Heavy legs. Clear head. I step off the ice feeling more like a player than a storyline and more like a man than a logo. I’ll take that trade every time.

Steam ghosts off the showers; the locker room smells like eucalyptus and victory we haven’t earned yet. I towel my hair into something resembling obedience when Coach ducks into the aisle, clipboard under his arm, mouth set in a line that means logistics.

“Maddox,” he says, jerking his chin toward the hall. “Minute.”

I follow him into the equipment alcove where the dryers roar like small jet engines and the whole world is socks.

He plants a palm on the whiteboard and sketches a rectangle that’s either a rink or a coffin.

“Schedule just shifted,” he says. “League wants to plug us into a two-game road squeeze next week. Back-to-back, East coast. Good for exposure. Good for momentum. We roll.”

Old me nods before the sentence ends. New me feels the tug and plants a skate.

“What’s the return?” I ask, neutral. “Points are points.
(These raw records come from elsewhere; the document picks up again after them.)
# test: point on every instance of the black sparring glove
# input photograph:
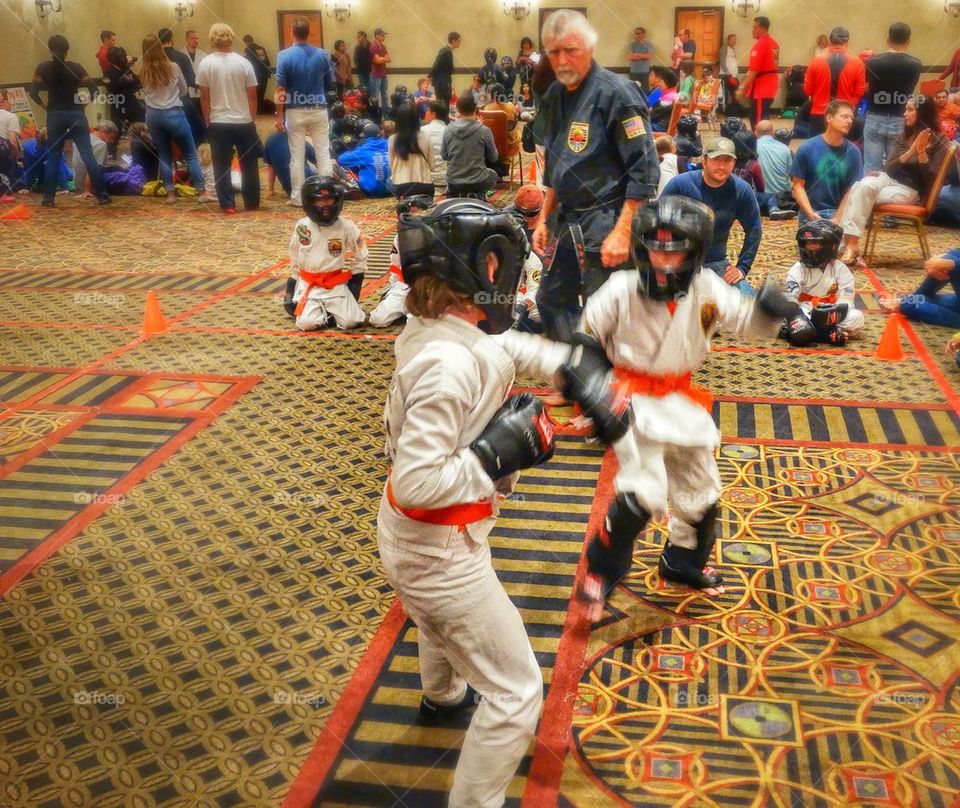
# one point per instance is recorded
(824, 317)
(800, 331)
(772, 302)
(518, 436)
(587, 378)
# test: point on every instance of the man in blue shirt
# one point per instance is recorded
(826, 167)
(730, 199)
(304, 78)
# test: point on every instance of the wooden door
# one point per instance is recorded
(706, 29)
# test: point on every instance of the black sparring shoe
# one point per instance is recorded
(431, 713)
(678, 565)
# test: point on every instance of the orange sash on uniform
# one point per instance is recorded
(628, 382)
(328, 280)
(459, 515)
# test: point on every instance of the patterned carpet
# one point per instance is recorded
(194, 612)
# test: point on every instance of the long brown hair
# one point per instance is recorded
(157, 69)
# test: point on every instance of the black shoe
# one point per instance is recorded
(432, 713)
(678, 565)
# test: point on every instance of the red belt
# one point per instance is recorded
(458, 515)
(328, 280)
(634, 382)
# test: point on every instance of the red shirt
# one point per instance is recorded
(850, 87)
(764, 63)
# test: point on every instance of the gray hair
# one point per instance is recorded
(567, 21)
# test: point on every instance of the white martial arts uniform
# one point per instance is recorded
(833, 284)
(318, 256)
(669, 450)
(450, 380)
(393, 304)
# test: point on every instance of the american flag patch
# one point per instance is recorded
(633, 127)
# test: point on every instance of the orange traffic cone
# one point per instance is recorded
(20, 213)
(889, 347)
(153, 320)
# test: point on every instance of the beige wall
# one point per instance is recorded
(417, 28)
(23, 37)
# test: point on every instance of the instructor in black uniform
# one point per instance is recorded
(601, 165)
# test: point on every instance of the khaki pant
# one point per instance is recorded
(469, 630)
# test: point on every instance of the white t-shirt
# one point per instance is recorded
(9, 122)
(227, 75)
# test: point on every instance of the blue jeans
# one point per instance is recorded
(879, 132)
(926, 306)
(63, 124)
(171, 126)
(379, 87)
(720, 267)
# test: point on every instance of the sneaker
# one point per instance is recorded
(432, 713)
(782, 215)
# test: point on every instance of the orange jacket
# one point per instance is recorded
(851, 86)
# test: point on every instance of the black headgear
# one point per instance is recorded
(452, 242)
(730, 126)
(687, 126)
(315, 188)
(671, 224)
(828, 234)
(784, 136)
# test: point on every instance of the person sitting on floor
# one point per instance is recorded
(926, 304)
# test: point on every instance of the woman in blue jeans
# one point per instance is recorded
(62, 81)
(926, 305)
(164, 86)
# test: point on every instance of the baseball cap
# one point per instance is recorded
(720, 147)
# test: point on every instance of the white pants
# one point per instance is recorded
(392, 306)
(470, 631)
(870, 191)
(325, 303)
(300, 123)
(654, 472)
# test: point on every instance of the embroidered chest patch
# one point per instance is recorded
(578, 137)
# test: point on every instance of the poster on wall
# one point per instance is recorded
(20, 106)
(285, 27)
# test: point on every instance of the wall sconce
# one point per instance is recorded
(744, 8)
(44, 7)
(337, 8)
(184, 9)
(518, 9)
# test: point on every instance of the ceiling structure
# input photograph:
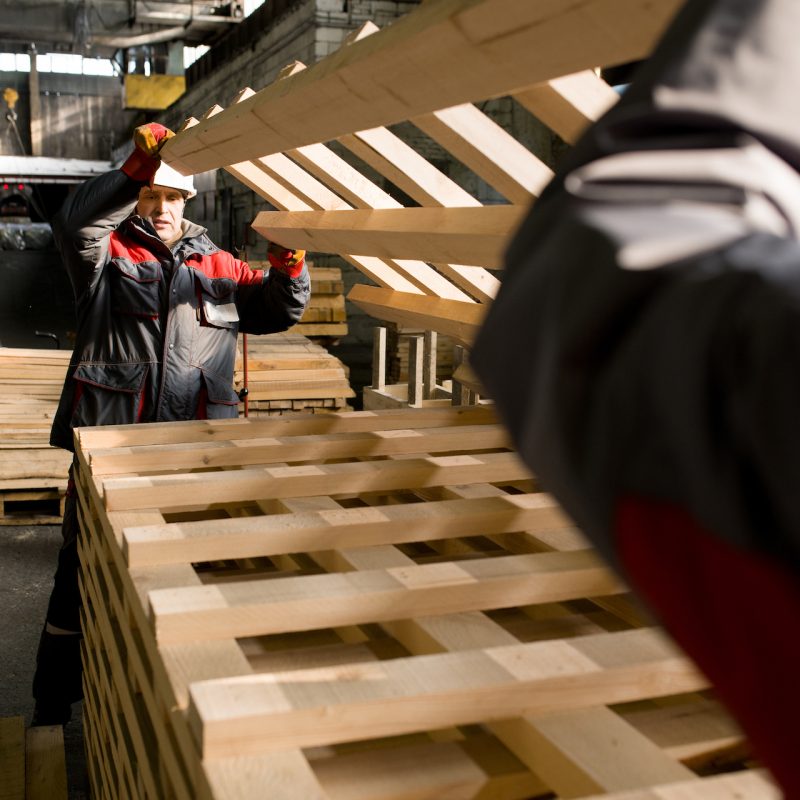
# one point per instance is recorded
(101, 28)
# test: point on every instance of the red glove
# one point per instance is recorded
(287, 261)
(143, 162)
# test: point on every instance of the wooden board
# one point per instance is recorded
(491, 48)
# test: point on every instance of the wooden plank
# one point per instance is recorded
(12, 758)
(569, 103)
(279, 776)
(488, 150)
(153, 458)
(460, 321)
(577, 752)
(45, 764)
(750, 784)
(525, 736)
(242, 430)
(473, 236)
(268, 606)
(203, 489)
(311, 707)
(349, 183)
(490, 47)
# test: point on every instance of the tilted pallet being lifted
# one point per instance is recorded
(372, 605)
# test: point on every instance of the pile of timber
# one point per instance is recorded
(287, 373)
(325, 316)
(315, 606)
(32, 762)
(33, 475)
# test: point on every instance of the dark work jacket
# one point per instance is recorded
(644, 350)
(156, 327)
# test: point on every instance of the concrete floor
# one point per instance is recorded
(27, 562)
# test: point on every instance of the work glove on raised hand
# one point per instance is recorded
(142, 163)
(285, 260)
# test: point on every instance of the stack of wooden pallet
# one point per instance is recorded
(33, 475)
(286, 372)
(325, 317)
(32, 763)
(317, 607)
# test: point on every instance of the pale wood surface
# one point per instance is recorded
(45, 764)
(306, 615)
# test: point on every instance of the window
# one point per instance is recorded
(67, 63)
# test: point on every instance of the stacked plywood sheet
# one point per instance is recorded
(33, 475)
(318, 607)
(286, 372)
(325, 317)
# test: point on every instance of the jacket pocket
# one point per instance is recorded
(218, 400)
(108, 394)
(217, 301)
(135, 287)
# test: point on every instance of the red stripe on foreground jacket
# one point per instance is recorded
(732, 610)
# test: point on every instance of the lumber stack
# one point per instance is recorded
(32, 762)
(287, 373)
(372, 605)
(33, 475)
(325, 316)
(433, 260)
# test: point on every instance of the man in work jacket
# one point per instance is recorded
(159, 307)
(655, 291)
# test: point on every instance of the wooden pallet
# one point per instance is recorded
(372, 605)
(32, 762)
(287, 372)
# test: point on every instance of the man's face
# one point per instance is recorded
(164, 208)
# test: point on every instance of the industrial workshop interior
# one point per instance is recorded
(392, 399)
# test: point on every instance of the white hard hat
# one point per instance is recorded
(167, 176)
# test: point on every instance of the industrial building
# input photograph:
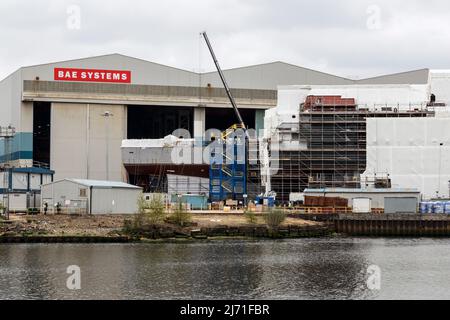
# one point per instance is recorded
(73, 115)
(414, 152)
(388, 199)
(82, 196)
(120, 118)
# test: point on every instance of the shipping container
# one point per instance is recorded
(362, 205)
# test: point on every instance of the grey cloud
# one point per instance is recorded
(331, 36)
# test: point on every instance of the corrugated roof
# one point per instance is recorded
(104, 184)
(357, 190)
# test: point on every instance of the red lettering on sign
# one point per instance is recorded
(92, 75)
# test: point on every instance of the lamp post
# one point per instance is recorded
(107, 115)
(439, 171)
(7, 133)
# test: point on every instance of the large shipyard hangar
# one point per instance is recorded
(73, 115)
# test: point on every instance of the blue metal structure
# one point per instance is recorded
(228, 169)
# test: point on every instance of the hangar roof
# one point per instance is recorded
(263, 76)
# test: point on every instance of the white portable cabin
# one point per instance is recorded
(91, 196)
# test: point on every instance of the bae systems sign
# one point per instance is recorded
(92, 75)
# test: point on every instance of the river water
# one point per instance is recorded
(321, 268)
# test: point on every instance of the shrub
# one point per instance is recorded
(250, 217)
(274, 218)
(142, 204)
(180, 215)
(156, 209)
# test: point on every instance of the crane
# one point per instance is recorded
(224, 81)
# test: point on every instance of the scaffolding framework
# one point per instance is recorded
(332, 145)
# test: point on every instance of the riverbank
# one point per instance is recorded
(110, 228)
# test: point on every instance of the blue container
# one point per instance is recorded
(438, 207)
(447, 207)
(430, 207)
(424, 207)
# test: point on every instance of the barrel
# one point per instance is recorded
(430, 207)
(423, 207)
(447, 207)
(438, 207)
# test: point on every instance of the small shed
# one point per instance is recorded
(91, 196)
(377, 196)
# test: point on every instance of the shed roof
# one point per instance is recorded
(360, 190)
(102, 183)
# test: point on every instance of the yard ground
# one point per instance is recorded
(110, 225)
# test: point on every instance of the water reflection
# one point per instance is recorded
(292, 269)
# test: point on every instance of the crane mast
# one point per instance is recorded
(225, 84)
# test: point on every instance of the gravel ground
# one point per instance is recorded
(110, 224)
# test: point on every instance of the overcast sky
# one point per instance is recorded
(350, 38)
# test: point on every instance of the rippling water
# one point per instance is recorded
(325, 268)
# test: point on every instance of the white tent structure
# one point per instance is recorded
(415, 152)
What’s the cost?”

He eyes me like he’s calculating whether I’ve gone soft or smart. “Travel day gets tight. You’ll miss your off day. Media wants you for a feature while you’re there.” A beat. “Team needs you.”
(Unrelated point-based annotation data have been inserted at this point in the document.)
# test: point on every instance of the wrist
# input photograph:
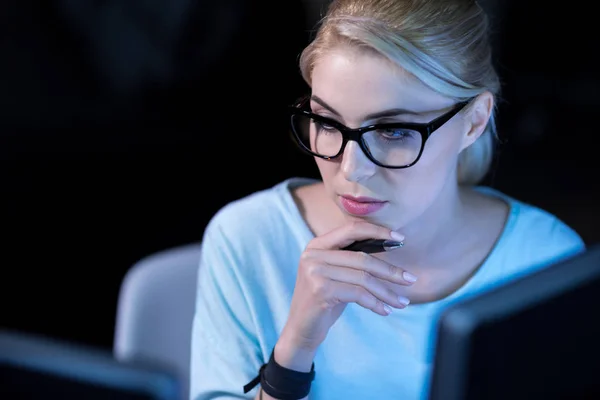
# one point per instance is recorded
(289, 354)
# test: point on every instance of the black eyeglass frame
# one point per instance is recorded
(425, 129)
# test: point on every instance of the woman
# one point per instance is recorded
(400, 121)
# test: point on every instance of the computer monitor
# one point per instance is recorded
(537, 337)
(35, 367)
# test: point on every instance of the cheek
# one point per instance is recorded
(420, 184)
(326, 168)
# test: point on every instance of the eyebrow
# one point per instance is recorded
(381, 114)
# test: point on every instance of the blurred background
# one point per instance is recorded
(125, 126)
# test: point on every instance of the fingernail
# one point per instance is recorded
(392, 244)
(403, 300)
(409, 277)
(397, 236)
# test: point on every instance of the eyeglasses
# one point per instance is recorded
(392, 145)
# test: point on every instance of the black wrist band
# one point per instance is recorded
(282, 383)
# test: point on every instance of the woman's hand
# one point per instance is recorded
(329, 278)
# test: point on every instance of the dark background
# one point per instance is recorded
(125, 125)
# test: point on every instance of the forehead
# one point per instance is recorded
(359, 82)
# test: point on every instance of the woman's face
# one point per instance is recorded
(351, 87)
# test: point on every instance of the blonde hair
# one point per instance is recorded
(444, 43)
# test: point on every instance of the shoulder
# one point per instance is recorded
(259, 220)
(536, 237)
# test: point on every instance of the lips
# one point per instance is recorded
(361, 206)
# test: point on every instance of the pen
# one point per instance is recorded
(374, 245)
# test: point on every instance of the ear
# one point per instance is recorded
(477, 117)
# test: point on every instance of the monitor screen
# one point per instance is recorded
(35, 367)
(537, 337)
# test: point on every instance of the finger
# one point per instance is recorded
(366, 263)
(349, 233)
(370, 283)
(348, 293)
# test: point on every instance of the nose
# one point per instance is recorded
(355, 165)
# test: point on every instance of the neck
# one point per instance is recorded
(432, 230)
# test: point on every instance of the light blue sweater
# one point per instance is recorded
(250, 253)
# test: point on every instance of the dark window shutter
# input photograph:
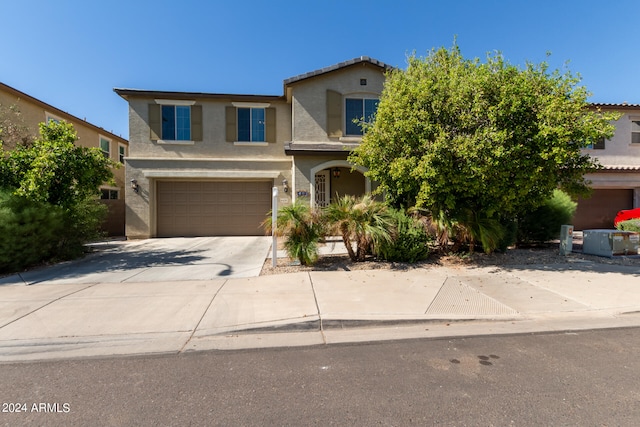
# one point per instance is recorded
(231, 124)
(270, 117)
(155, 122)
(334, 114)
(196, 122)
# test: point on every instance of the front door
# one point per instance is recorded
(323, 189)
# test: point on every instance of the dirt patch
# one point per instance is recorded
(546, 255)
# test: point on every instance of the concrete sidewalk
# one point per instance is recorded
(67, 320)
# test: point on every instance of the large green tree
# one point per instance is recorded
(48, 197)
(476, 142)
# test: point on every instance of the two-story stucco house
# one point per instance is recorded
(204, 163)
(34, 111)
(617, 185)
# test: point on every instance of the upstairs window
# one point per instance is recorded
(251, 125)
(176, 122)
(105, 147)
(635, 132)
(248, 123)
(357, 110)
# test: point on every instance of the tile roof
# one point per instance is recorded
(338, 66)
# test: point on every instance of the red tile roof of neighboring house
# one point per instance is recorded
(338, 66)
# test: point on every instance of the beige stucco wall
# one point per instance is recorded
(309, 99)
(141, 206)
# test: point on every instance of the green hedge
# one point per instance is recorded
(29, 232)
(34, 232)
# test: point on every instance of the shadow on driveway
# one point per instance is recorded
(198, 258)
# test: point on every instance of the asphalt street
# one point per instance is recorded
(578, 378)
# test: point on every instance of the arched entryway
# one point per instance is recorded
(337, 178)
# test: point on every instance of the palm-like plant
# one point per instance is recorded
(302, 228)
(364, 221)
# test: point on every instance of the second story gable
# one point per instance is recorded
(328, 103)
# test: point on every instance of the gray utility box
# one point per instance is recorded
(610, 242)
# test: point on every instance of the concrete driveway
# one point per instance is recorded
(155, 260)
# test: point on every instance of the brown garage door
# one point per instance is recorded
(212, 208)
(600, 209)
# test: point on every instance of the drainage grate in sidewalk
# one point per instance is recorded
(455, 297)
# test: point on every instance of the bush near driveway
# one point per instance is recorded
(409, 239)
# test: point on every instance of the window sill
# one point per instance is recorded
(250, 144)
(163, 142)
(351, 138)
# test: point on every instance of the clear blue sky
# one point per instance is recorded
(72, 53)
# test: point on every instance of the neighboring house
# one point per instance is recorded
(617, 185)
(33, 111)
(204, 164)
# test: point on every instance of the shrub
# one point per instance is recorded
(30, 232)
(83, 222)
(302, 228)
(544, 223)
(409, 239)
(630, 225)
(363, 220)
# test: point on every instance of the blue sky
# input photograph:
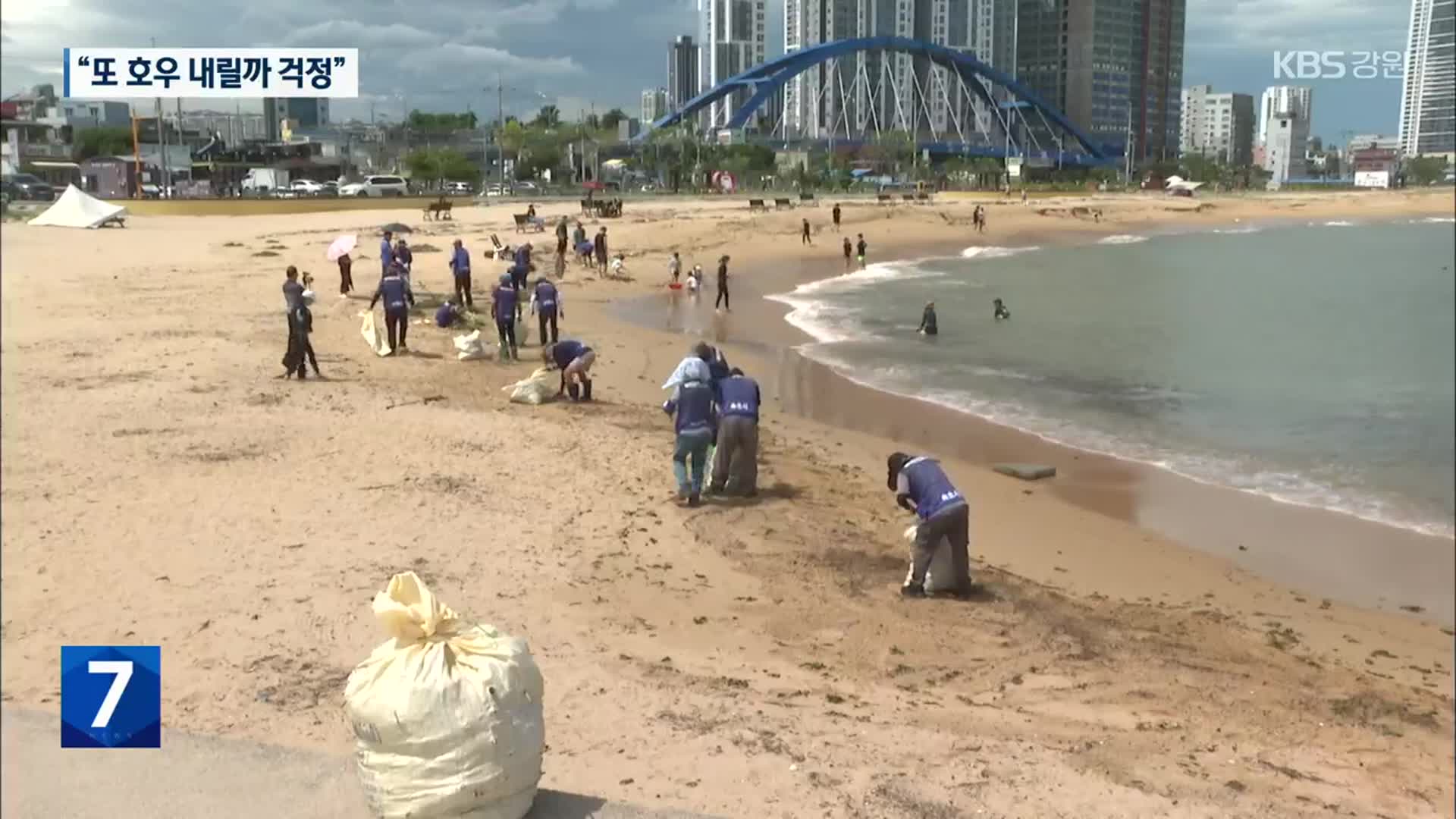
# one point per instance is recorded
(447, 55)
I lean my shoulder against the cinderblock because I play better when I remember I’m not a wall.

“Team has me,” I say. “Within lines I’m drawing.

” I keep my tone flat—no challenge, no apology.

“Pediatrician appointment is Thursday at four. I’m home for that.

We cap media at ten minutes scrum post-skate, no exclusives, no ride-alongs.

I’m in for both games, practice the day before, fly back on the first bird. ”

His jaw works like he’s chewing gristle. “You negotiating with your coach?”

“I’m setting boundaries with a man I respect,” I say, and let silence carry the rest. I’ve learned it carries fine if you don’t load it with panic.

The dryers thrum. Down the hall someone laughs too loud; a stick clatters.

Coach’s gaze flicks to my face, to the ring of exhaustion around my eyes we both pretend not to see, to the steadiness that wasn’t there a month ago.

He taps the board with the butt of the pen.

“You skate like you skated today, you buy yourself say in your calendar,” he says. “You dog it, I make it for you.”

“Fair,” I say. “I won’t dog it.”

He nods once, which in Coach is a hug. “Media?”

“Julia has language,” I say. “You, me, PR can bless a script and stick to it. We talk hockey. We don’t feed the other thing.”

His mouth twitches, almost a smile. “You mean the circus you married?”